[ckan-discuss] Article about DGU

Sean Hammond sean.hammond at okfn.org
Thu Aug 2 11:39:40 BST 2012


> Here is a really interesting article about data.gov.uk and the value
> of the data it contains:
> 
> http://www.bbc.co.uk/news/uk-politics-19065913
> 
> "The government estimates four out of five people who visit its
> data.gov.uk website do so without accessing any links to data."
> 
> This is of course caused by several factors, but I wonder what can be
> improved on the CKAN front (UI, UX, visualizations, etc.)

Hmm. I think CKAN has a lot of these kind of features already, but
probably a lot of work can be done to emphasise them more, let people
know that they exist, present them better, make them easier to use. So I
think the main thing that CKAN can do is probably to improve its user
experience.

Seems to me that some of the important things for someone interested in
data on something like data.gov.uk (rather than someone who is using
CKAN to publish data) are:

- Finding interesting data: good categorising, tagging, searching, clear
  UI presentation, being able to find related datasets and other
  interesting stuff once you've found one dataset that you're interested
  in, of course getting interesting and high quality data published
  first is a prerequisite

- Being able to link to datasets and resources, and specific revisions,
  visualisations, etc. thereof

- Being a able to keep track of data as it changes over time, see a
  changelog with diffs, get notifications from activity streams

- Some way to give feedback by commenting on data, flagging up issues,
  etc.

Of course CKAN's user interface and presentation are going to improve a
lot once the work on the new templates comes out.

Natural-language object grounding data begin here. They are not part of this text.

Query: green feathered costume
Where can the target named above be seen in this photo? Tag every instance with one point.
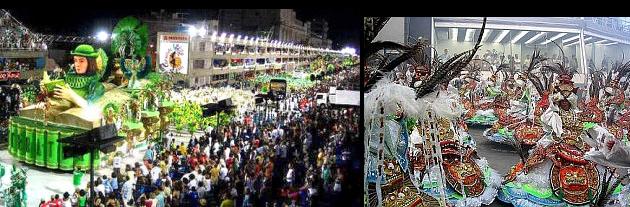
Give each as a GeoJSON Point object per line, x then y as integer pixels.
{"type": "Point", "coordinates": [88, 86]}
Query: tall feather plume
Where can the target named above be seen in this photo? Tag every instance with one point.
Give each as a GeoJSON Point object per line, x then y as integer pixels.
{"type": "Point", "coordinates": [539, 84]}
{"type": "Point", "coordinates": [450, 69]}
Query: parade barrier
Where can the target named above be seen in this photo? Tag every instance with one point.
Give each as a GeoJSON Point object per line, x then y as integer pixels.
{"type": "Point", "coordinates": [34, 142]}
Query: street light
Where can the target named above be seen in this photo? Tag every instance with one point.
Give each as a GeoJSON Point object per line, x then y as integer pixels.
{"type": "Point", "coordinates": [202, 31]}
{"type": "Point", "coordinates": [192, 31]}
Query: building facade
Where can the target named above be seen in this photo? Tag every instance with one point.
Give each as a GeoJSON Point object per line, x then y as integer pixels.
{"type": "Point", "coordinates": [228, 58]}
{"type": "Point", "coordinates": [279, 24]}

I think it'd be really cool to do some proper UX testing of CKAN. I've
seen recently that Ubuntu report on lots of UX tests that they do of new
Ubuntu features. They get in a small number of users with varying levels
of experience with computers and with Ubuntu, give them tasks to
complete with Ubuntu, and watch how they do. This seems like a really
good thing to do and seems to have worked well for them. I've done this
sort of thing to test apps that I've developed in the past, it's amazing
the things you can learn that you never would have thought of, but that
seem the most basic and obvious thing in the world as soon as you see
them.

I don't think this necessarily needs to be expensive to do either, all
you need is a few willing volunteers, a room with some computers, and a
plan. I don't think you need to be a user experience or testing expert
to be able to pull this off and learn a lot from it. But it does take
time, especially to pursue the results that you get and follow through
by changing and then re-testing the UI.